Mrvan noted that the Congressional Steel Caucus, of which he is a co-chair, has maintained strong support for Section 232. The caucus sent a letter to President Biden in February asking him to keep Section 232 “in place to ensure the industry can continue its road to recovery.”

Tariffs like Section 232 are always supposed to be a temporary stop gap, Goncalves said, but the problem is that global overcapacity continues unchecked.

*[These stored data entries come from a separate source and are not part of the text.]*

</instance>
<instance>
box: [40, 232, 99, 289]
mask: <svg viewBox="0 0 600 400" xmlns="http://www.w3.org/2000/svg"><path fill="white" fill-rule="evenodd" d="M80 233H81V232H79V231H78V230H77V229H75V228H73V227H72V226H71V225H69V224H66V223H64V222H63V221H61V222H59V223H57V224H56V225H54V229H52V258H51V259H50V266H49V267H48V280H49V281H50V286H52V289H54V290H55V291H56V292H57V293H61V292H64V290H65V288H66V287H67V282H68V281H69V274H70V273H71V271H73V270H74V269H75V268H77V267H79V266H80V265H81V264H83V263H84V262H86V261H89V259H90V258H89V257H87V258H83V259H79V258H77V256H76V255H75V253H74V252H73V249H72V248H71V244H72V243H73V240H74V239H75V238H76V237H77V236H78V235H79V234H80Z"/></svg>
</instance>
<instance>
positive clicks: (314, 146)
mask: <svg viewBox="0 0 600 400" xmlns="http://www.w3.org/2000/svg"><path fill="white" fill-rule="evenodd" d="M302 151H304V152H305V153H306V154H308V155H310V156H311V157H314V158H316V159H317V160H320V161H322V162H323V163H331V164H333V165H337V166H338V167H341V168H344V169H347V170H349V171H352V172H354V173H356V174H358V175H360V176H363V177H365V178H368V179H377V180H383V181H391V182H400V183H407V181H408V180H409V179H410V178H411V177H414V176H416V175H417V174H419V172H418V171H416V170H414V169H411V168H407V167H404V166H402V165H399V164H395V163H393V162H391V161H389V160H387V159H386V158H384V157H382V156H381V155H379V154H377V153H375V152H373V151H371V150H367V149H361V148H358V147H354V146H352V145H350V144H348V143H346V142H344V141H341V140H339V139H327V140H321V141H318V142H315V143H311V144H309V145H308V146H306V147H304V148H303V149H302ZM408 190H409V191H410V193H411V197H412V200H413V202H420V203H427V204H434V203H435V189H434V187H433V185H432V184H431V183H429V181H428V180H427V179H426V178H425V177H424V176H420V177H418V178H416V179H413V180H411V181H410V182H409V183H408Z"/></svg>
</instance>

There isn’t a level playing field right now.

“We need to find ways that bad players will not be allowed to play the wrong way and take advantage of the American market, and more important, take advantage of the American workers,” he said.

Goncalves dismissed the notion that there are supply and demand issues in steel because of Section 232. Those issues have far more to do with the COVID-19 pandemic, as the shutdown of auto plants in March and April 2020 had widespread consequences, including in the steel industry.

Things are coming back now, but there are lingering effects, which can be seen all over the place (think: semiconductor shortages). “When everybody shuts down at the same time, you create disruptions,” Goncalves said.

The domestic steel industry is working hard to meet demand, and Goncalves added that Cleveland Cliffs is working to do so while offering “the lowest price possible in this business.” The only way that steelmakers across the globe can compete is via unfair trade practices. “Nobody else can come here and undercut our prices unless they start dumping,” he said.

It would be a huge mistake, therefore, to confuse what’s happening as a result of COVID-19 shutdowns with Section 232. Removing the tariffs now would allow trade cheaters to resume practices like dumping, imperiling the domestic steel industry at a critical time.

“Tariffs are there for protection, and sometimes, to protect national security,” Goncalves said. “We can’t mess with that.”